王都の火災の話は、王国の隅々まで伝わっていった。識字率の低いこの国では、伝聞で噂が広まる間に、消火や避難に関係した竜騎士が複数人、殉職したことになった。エミールの祖母は、孫を心配して王都まで旅をしてきた。孫の無事を喜ぶ女性に、アリエルは、王都竜騎士団の兵舎付きの侍女になってくれと懇願した。
「もう、本当に、全然、仕事が回らないんです。助けると思って、ここで住み込みで働いてください」
大げさでなく涙目になって懇願するアリエルに、彼女は承諾してくれた。
「竜騎士であるエミールのことを心配して、遠くから王都まで旅をしてこられたのよ」
アリエルは、エミールの祖母を竜達に紹介した。翼で空を飛ぶ竜達は、二本足で歩くことしかできないのに、長距離を旅してきた彼女の、孫への深い愛情に感銘を受け、丁重に扱うと決めた。

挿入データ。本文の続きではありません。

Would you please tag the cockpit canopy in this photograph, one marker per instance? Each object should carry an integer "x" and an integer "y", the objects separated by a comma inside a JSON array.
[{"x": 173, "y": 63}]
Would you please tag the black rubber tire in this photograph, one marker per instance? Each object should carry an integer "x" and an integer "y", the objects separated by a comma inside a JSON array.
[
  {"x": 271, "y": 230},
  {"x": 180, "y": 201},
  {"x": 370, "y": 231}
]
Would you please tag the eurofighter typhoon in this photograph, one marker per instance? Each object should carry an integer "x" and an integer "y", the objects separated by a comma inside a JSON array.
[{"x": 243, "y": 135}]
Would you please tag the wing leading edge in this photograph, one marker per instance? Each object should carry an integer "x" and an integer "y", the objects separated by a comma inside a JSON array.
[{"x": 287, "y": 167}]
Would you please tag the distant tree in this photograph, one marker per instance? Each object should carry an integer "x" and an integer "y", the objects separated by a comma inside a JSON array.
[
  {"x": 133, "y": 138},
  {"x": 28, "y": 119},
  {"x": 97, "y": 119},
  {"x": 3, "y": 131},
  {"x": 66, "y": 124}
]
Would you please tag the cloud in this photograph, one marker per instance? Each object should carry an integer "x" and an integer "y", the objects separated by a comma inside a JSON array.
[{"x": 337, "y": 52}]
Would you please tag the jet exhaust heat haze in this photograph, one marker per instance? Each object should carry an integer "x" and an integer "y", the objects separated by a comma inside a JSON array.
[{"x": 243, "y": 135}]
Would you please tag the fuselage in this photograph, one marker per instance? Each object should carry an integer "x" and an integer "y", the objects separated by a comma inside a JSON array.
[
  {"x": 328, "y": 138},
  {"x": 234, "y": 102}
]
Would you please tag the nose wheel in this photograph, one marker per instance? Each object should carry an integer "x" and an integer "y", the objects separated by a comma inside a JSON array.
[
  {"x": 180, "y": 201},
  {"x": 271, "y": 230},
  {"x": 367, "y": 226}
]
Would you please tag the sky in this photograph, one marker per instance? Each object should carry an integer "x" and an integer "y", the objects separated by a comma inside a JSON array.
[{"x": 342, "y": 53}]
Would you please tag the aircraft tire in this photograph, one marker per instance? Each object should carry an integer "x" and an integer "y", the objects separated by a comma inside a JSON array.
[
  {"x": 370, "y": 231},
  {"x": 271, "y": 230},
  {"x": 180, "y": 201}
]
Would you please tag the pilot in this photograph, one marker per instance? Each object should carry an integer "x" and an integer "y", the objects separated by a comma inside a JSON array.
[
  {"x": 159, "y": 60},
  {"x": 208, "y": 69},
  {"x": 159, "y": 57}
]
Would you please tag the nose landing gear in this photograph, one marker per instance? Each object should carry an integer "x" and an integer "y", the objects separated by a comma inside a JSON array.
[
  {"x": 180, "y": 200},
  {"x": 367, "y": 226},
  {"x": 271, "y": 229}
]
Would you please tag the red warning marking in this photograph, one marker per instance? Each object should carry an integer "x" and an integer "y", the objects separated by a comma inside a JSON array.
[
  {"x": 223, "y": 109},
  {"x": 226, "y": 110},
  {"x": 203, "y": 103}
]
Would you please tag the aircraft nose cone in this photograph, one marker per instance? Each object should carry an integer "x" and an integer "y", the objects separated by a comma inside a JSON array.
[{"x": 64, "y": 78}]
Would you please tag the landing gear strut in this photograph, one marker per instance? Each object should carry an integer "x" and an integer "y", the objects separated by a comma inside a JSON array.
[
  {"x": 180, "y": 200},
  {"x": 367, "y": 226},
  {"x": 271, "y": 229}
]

竜達は当然のように、エミールの祖母には重いものを持たせない。
「竜ってのは、皆いい子だねぇ」
―人間、我々は皆、お前より長く生きているぞー
「これも頼めるかい」
―任せておけー
王都竜騎士団の竜は気性が荒いことで有名だ。最近になり、竜は、そもそも人を選んでいるだけではないかと言われているらしい。
―当たり前だー
トール達は笑うだけだ。
今回騎士団預かりとなった五人は、もともと西方の砦にいたころから、竜の世話などしたことがなかった。身分に固執する彼らは、先代の王都竜騎士団団長であるゲオルグや竜丁のアリエルに、教えを乞うこともなかった。騎士達の馬の世話を真似てもよかったのだろうが、騎士達に馬の世話について聞くこともなかった。様子を見に来ることすらなかった。
竜騎士達に放置された竜は、激怒し、彼らを見限った。竜に乗れない竜騎士などありえない。前代未聞の不名誉な、「竜との信頼を失った竜騎士」という称号を得て、彼らは実家に引き取られていった。
彼らは自分達を拒絶する竜を罵り、実家の馬車に乗り込んでいった。
新しい竜をあてがえ、と乗り込んできた貴族もいたが、どの竜にも受け入れられない息子の姿を見て、諦めた。
不名誉な称号に他家に婿入りすることも、ほぼ不可能だ。実家で一生冷や飯を食うことになるだろう。
「片付けるところから、手を付けてはいかがですか」
騎士団の教育係からの進言もあり、西方竜騎士団からは、また、五人竜騎士が送り込まれた。騎士団預かりとなり、竜の世話をするようにと言われた五人も、前回の五人と同じように、間違いを犯した。竜は知性のある誇り高い生き物だ。西方竜騎士団は一気に十人、竜騎士失格者を出した。前代未聞の事態だった。
西方竜騎士団の団長と副団長を糾弾する声が、一部の、特に子弟が竜騎士ではなくなった貴族から上がったが、王都で起こった出来事だ。本人達の問題だと決着が着いた。
西方の十頭の竜は、今は王都竜騎士団の預かりとなった。
「私の仕事として、西方竜騎士団の極端な弱体化に関しては対応していく」
ルートヴィッヒは、残った竜騎士達の名前を確認していた。
「この者達は残ると思います」
ヨアヒムは名簿を指した。
「十人残るか残らないか、だな」
最初に王都の騎士団預かりとなったライマー達五人は、相当素直だったらしい。
「とはいえ、来年の募集で、急遽人数を増やして、質の低下を招くわけにもいかない」
「ラインハルト候が、一度、西へ飛んでくださったら、それだけで隣国へはかなりの牽制になります」
西の隣国からの間者が、侯爵領内ですでに捕らえられていた。